1.大体のケースにおいて、経済成長は、大規模な改革ときっかけとして始まった。 彼らが分析した「成長の奇跡」には日本も含まれるので日本について彼らが書いていることをまとめると、日本では第2次大戦後(著者らは1949年が分岐点だと主張している)、補助金や価格統制を使った統制経済を自由化し、民間企業の効率的な運営に基づく経済に転換した。
2. 「成長の奇跡」とはいいつつも、経済成長は急激なものではなく、先進国にキャッチアップするには数十年の年月を要した。上のグラフでは、横軸は改革が始まった年からの年数(改革が始まった年が0)となっている。著者らのサンプルに含まれる国の平均が黒の太線、日本は赤の線だ。左上の労働者一人当たりのGDP(対US比)をみると、平均的な「奇跡」においては経済成長は少なくとも30年の間継続的に続いたことがわかる。
3.「成長の奇跡」における経済成長は、TFPの上昇で説明できる。左下のグラフがそれぞれの「奇跡」におけるTFPの動き(対US比)である。
4.投資のGDP比率は「成長の奇跡」の期間中、最初は上昇したがその後低下した。 このことは右上のグラフに示されている。と著者らは述べているものの、モデルでは低下するとはいえ、データも「低下した」というのはちょっと無理がある。データは、「安定化した」くらいが妥当であろう。
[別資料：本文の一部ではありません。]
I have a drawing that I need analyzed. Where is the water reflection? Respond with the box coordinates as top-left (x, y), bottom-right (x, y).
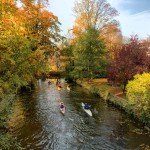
top-left (9, 79), bottom-right (150, 150)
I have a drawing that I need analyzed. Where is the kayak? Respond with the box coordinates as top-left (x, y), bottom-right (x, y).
top-left (81, 103), bottom-right (92, 116)
top-left (67, 86), bottom-right (70, 91)
top-left (60, 108), bottom-right (65, 114)
top-left (58, 102), bottom-right (65, 114)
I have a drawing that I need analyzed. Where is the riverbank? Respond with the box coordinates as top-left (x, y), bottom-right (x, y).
top-left (76, 79), bottom-right (150, 132)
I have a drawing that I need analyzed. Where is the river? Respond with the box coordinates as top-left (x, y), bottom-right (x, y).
top-left (9, 79), bottom-right (150, 150)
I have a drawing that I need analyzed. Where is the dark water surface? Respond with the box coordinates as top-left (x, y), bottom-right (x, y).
top-left (10, 80), bottom-right (150, 150)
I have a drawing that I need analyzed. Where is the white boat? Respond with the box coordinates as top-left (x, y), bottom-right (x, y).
top-left (81, 103), bottom-right (92, 116)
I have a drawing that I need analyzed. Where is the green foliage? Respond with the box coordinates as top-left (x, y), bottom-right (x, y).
top-left (72, 27), bottom-right (106, 78)
top-left (127, 73), bottom-right (150, 125)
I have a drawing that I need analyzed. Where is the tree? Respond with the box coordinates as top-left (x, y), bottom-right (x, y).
top-left (127, 73), bottom-right (150, 126)
top-left (72, 27), bottom-right (106, 78)
top-left (73, 0), bottom-right (119, 38)
top-left (108, 36), bottom-right (150, 90)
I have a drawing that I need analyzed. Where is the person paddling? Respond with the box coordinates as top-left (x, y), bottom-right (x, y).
top-left (84, 103), bottom-right (91, 109)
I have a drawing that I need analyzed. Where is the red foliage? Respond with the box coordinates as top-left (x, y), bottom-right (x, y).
top-left (108, 36), bottom-right (150, 86)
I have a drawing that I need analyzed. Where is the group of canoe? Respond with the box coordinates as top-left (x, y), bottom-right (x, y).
top-left (48, 81), bottom-right (92, 116)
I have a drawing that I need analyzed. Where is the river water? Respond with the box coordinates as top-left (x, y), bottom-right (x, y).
top-left (9, 79), bottom-right (150, 150)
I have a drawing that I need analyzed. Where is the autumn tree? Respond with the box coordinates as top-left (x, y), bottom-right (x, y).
top-left (72, 27), bottom-right (106, 78)
top-left (127, 73), bottom-right (150, 126)
top-left (73, 0), bottom-right (122, 50)
top-left (108, 36), bottom-right (150, 90)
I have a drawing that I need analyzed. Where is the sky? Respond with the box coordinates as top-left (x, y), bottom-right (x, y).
top-left (49, 0), bottom-right (150, 38)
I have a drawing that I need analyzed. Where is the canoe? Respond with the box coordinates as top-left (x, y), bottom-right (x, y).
top-left (67, 86), bottom-right (70, 91)
top-left (58, 102), bottom-right (65, 114)
top-left (60, 108), bottom-right (65, 114)
top-left (81, 103), bottom-right (92, 116)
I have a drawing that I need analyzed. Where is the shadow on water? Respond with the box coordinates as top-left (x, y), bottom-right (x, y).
top-left (9, 79), bottom-right (150, 150)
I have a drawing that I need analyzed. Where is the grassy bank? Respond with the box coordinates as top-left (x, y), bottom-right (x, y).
top-left (76, 79), bottom-right (150, 131)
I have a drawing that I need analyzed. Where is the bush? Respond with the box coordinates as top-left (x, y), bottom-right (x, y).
top-left (127, 73), bottom-right (150, 126)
5.「成長の奇跡」の期間の大部分においては、金融セクターはあまり発展しないままだった。右下のグラフを見ると、「奇跡」の過程で民間の貸し出し額がGDPに占める比率はだんだん上昇していったものの、アメリカの水準(1990-2005年の平均)である1.75(黒の点線で示されている)には及んでいないことがわかる。この点も少し問題があると思う。アメリカにおいても、貸出額はだんだん増えていっているので、アメリカの最近の平均をみて「それより少ない」と述べるのはちょっと強引な気がする。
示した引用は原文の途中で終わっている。